Месяц, как я в госпитале. Хожу на костылях.
Рана заживает плохо. Василий Александрович боится, чтоб не было свища.
Утром пришел Шурка. Веселый, скалит щербатый рот.
— Слышал хруст? Немцам под Сталинградом ребра мнут.
— Держатся они еще там.
— Собьем! Держалась и кобыла за оглобли, да упала.
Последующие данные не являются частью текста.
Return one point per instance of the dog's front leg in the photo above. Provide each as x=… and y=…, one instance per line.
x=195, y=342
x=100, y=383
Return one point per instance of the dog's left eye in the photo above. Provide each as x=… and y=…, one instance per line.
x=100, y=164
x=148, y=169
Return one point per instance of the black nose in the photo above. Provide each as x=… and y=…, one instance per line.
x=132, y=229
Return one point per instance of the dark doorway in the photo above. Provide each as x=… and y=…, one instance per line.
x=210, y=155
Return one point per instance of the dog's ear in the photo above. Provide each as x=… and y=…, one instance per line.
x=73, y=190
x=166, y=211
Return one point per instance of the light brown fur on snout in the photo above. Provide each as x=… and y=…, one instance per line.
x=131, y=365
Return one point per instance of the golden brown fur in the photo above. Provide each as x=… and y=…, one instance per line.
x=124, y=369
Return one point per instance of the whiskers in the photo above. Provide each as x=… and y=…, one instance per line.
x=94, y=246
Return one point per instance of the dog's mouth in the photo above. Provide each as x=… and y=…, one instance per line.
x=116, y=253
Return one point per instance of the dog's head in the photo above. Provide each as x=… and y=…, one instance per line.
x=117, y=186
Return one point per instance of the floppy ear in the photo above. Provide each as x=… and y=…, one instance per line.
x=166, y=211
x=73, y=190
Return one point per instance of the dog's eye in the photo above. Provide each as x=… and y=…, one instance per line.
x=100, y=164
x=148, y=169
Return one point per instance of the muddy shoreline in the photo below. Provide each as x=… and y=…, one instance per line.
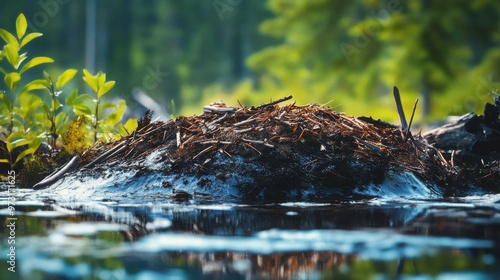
x=274, y=153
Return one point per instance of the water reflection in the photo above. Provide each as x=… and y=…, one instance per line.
x=203, y=240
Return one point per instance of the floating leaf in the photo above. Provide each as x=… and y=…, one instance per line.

— А мы с тобой, Шурка, тут груши околачиваем.
— Ничего, еще будет куда поспеть: от Волги конца дороги нашей не видать.
Так мы с ним поговорили. Забавный парень. Зря Киричев его донимает. Вот и сегодня был скандал. Я мог бы дать Киричев у в рыло, но беспомощный он — обе руки перебинтованы. Был концерт. Молодцы школьники. И учительша их ничего.
Сегодня опять написал в полк: Марку, Витьке и Сене — общее. Хотя Семену следовало бы отдельно. Больше всех в этом нуждается».
Эти госпитальные дни, хотя были в них и боль, и страдания, все же остались в памяти, как дни светлого душевного отдохновения и неторопливых раздумий, когда оттаявшее после передовой сердце, распахнутое и подобревшее, вбирало в себя весь мир с его многообразием судеб и подробностей быта, когда хотелось подолгу всматриваться даже в какой-нибудь пустяк и не спеша, вроде даже отстраненно осмысливать слова и поступки людей.
Эту уравновешенность во мне укреплял, возможно, Шурка своим ровным отношением ко всем. Он появлялся обычно по утрам, от него всегда пахло простым мылом, свежестью, холодной водой; садился около меня:
— Ну как нога?
К другому у него был другой вопрос: «Небось не болит уже?» или: «А ведь рука-то у тебя уже сгибается? А ты не верил!» Только сейчас понимаю, что он никогда не приходил с дурными вестями.